I encourage you to find the right solution to your problem. You might need a child theme, or you might need a parent theme developed. But one of your considerations should be cost, because by not leveraging a parent theme / framework you'll increase required development time, and therefore cost.

My own opinion of the differences between a parent theme and a framework also differs with Justin. He says they are not the same thing. I say they can be the same thing. 1. A parent theme is a theme which is extended through a child theme. The child theme is the site-specific customizations, while the parent theme contains network-wide code or generalized code useful on many sites. 2. A theme framework is a strong base from which to build your theme.

When they are combined, you have a solid base that is continually being improved. When your framework is not your parent theme (ex: underscores), you're "frozen in time", stuck with the code it had when you originally forked it. If new improvements are made to the framework, you don't receive them. For this reason, non-parent theme frameworks are typically really lean so they don't benefit much from future updates.

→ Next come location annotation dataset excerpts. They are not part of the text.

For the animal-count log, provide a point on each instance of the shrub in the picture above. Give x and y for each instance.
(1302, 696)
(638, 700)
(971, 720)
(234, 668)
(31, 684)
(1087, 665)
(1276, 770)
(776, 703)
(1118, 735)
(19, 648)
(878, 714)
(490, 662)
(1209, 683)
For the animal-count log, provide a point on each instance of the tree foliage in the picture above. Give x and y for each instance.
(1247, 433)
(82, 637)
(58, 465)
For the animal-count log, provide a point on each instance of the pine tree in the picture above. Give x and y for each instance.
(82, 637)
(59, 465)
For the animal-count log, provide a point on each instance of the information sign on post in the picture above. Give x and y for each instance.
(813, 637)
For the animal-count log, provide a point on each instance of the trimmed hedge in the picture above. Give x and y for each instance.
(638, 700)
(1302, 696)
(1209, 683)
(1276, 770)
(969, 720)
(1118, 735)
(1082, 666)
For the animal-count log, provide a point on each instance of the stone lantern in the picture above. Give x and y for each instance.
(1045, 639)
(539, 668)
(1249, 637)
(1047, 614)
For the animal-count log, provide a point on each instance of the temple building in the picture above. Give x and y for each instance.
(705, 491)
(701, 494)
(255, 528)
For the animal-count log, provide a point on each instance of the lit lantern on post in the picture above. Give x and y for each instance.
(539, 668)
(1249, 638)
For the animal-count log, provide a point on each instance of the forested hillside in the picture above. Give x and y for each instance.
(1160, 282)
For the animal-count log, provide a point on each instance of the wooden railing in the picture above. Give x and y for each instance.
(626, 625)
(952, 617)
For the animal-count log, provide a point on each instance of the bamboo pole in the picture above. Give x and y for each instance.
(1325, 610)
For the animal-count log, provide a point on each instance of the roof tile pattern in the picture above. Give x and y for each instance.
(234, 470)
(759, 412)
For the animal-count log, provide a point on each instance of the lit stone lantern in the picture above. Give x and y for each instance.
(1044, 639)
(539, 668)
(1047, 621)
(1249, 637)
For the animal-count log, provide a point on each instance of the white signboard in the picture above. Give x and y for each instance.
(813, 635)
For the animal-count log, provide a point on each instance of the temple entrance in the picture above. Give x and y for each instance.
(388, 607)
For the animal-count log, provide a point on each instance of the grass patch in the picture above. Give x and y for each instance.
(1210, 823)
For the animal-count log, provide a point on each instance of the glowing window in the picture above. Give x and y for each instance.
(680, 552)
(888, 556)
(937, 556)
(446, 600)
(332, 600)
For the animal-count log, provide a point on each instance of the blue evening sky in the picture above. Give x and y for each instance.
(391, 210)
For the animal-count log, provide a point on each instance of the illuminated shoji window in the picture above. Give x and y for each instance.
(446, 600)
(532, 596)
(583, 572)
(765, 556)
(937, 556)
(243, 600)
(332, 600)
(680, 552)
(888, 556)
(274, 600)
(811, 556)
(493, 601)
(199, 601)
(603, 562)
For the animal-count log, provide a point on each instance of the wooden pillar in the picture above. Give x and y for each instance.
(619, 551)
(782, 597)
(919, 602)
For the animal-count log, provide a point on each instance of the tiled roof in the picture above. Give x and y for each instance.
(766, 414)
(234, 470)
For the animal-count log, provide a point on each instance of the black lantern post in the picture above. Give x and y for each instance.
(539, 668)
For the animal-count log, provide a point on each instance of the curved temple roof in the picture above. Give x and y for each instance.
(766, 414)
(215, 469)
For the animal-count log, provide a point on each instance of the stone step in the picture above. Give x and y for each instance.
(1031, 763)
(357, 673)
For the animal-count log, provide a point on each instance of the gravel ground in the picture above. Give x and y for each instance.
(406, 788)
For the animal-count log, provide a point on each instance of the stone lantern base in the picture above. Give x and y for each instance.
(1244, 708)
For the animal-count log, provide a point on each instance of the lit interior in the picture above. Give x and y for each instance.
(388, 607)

  • Thank you for that elaborate answer Bill, you're the man. I actually got in touch with Justin as well and he told me that for a scenario like this, a one-off job, the two of you are largely in agreement. His post was mainly referring to publicly released themes. That was actually gonna be the case here as well, but I forgot to point that out. So, my reasons for asking this question might have been a bit misguided, but I'm still curious how the bigger themeshops who deal in parent themes manage to keep their heads above water, though I'm guessing a big part of the answer is "frameworks".